Just to give a few examples of things I have heard from people. What they don’t realize is, they cannot change how I see myself. I know I’m not fat and no, I don’t think I am overweight by any means, but that does not mean I look down and like the body I am in.
The fact that I couldn’t talk about it to anyone else didn’t help. I would count calories, memorize the amounts in all the foods I ate, measure out everything perfectly, weigh myself multiple times a day. I would eat celery or drink black coffee as meals. I studied nutrition so I knew how dangerous eating disorders could be, but I was obsessed with losing weight, and I was scared. I knew the risks, so I stopped, and I know I may never be happy with the body I have, but I have learned to accept myself for who I am, or at least I constantly fight to.
“Okay, I am going to get you to fill out a questionnaire for a couple things and I will be back shortly.” She handed me a few pages of paper and a pen and left the room. I filled them out as honestly as I could, then once she came back in, I handed them to her. She looked over the answers. I waited there, unsure of how to feel. Still curled into the smallest position possible on the chair, hood up, head down, I took a deep breath...
“Looks like you are showing signs for Major Depression, Severe Anxiety, Panic Disorder, ADHD, Bi-Polar Disorder and PTSD.” I didn’t respond, so she continued. “I cannot help you much with this besides prescribing medication and offering you a list of psychotherapy to look into. I will also refer you to a psychiatrist for further testing.”
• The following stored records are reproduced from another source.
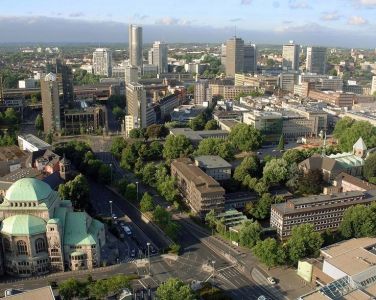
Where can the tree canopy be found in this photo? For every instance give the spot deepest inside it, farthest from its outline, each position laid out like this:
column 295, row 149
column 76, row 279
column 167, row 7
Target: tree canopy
column 245, row 137
column 177, row 146
column 175, row 289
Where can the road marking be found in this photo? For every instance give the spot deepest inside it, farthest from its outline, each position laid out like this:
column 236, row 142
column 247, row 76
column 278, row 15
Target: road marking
column 142, row 283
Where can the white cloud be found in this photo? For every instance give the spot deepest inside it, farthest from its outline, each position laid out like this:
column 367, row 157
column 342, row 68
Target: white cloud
column 367, row 3
column 330, row 16
column 172, row 21
column 357, row 20
column 299, row 4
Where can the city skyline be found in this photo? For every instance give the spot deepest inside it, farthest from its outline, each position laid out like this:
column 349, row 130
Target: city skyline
column 347, row 23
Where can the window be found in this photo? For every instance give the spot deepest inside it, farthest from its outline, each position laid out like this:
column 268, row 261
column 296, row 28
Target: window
column 40, row 245
column 7, row 247
column 22, row 248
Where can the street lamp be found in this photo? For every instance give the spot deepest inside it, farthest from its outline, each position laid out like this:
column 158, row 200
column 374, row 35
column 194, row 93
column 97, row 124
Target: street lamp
column 110, row 207
column 213, row 262
column 111, row 173
column 148, row 244
column 137, row 190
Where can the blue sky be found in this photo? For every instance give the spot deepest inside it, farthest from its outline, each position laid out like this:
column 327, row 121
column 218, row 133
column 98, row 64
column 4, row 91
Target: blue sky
column 352, row 20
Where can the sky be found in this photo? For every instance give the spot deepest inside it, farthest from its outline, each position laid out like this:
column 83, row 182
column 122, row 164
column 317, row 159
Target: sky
column 343, row 23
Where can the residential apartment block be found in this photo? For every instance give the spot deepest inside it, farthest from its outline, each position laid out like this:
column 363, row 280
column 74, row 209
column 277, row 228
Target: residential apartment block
column 214, row 166
column 201, row 191
column 323, row 211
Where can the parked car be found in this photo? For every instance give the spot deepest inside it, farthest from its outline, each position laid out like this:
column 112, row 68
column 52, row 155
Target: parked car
column 127, row 230
column 133, row 253
column 271, row 280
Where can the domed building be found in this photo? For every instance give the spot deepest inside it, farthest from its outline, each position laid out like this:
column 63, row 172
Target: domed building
column 40, row 232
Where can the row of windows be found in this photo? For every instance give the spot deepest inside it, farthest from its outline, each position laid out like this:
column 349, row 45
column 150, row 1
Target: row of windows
column 21, row 246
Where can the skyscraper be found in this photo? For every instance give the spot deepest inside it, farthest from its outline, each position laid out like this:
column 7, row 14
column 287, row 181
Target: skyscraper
column 102, row 62
column 64, row 78
column 50, row 103
column 290, row 55
column 316, row 60
column 159, row 56
column 136, row 103
column 135, row 45
column 131, row 74
column 234, row 56
column 250, row 58
column 373, row 86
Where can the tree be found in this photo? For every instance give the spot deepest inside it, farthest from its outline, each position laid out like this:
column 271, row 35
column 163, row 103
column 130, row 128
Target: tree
column 104, row 174
column 211, row 125
column 262, row 209
column 269, row 252
column 175, row 289
column 135, row 133
column 147, row 203
column 358, row 221
column 245, row 137
column 39, row 123
column 198, row 123
column 281, row 144
column 117, row 146
column 177, row 146
column 131, row 192
column 155, row 150
column 148, row 174
column 304, row 242
column 76, row 190
column 294, row 156
column 276, row 171
column 369, row 168
column 250, row 233
column 249, row 166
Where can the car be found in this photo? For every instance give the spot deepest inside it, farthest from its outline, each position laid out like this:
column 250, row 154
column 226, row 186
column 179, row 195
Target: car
column 53, row 284
column 271, row 280
column 127, row 230
column 153, row 250
column 133, row 253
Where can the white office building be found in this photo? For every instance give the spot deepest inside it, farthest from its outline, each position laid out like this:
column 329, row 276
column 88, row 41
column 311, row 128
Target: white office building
column 102, row 62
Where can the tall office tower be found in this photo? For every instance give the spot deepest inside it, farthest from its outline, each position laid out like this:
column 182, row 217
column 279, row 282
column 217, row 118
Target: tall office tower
column 250, row 58
column 316, row 60
column 200, row 91
column 234, row 56
column 65, row 79
column 131, row 74
column 373, row 86
column 50, row 103
column 136, row 104
column 223, row 54
column 160, row 53
column 102, row 62
column 150, row 56
column 290, row 55
column 135, row 45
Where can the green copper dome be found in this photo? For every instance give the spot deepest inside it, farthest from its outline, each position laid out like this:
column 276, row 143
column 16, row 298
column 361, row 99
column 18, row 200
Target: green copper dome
column 28, row 189
column 22, row 225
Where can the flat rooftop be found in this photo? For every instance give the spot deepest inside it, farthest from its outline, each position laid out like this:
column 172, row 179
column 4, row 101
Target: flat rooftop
column 9, row 153
column 211, row 162
column 348, row 245
column 37, row 142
I walked into this office thinking I would just have issues with depression. I didn’t know how to feel anymore. I had never thought of myself as an anxious person, until after that day.
“I’ll give you a moment to process, I need to grab the prescription.” She spoke, but I wasn’t sure I could hear her words. The sound of the door clicking shut behind her echoed through my mind along with her words.
“Bi-polar.” I shook my head trying to clear my mind. “ADHD.” My focus was non-existent at this point. “Anxiety.” I fumbled to untuck my knees from my chest and push my body up to standing. “PTSD.” The few steps it took to get to the door felt never ending. “Depression.” The rest was a blur. “Panic.” The only thing left to be felt.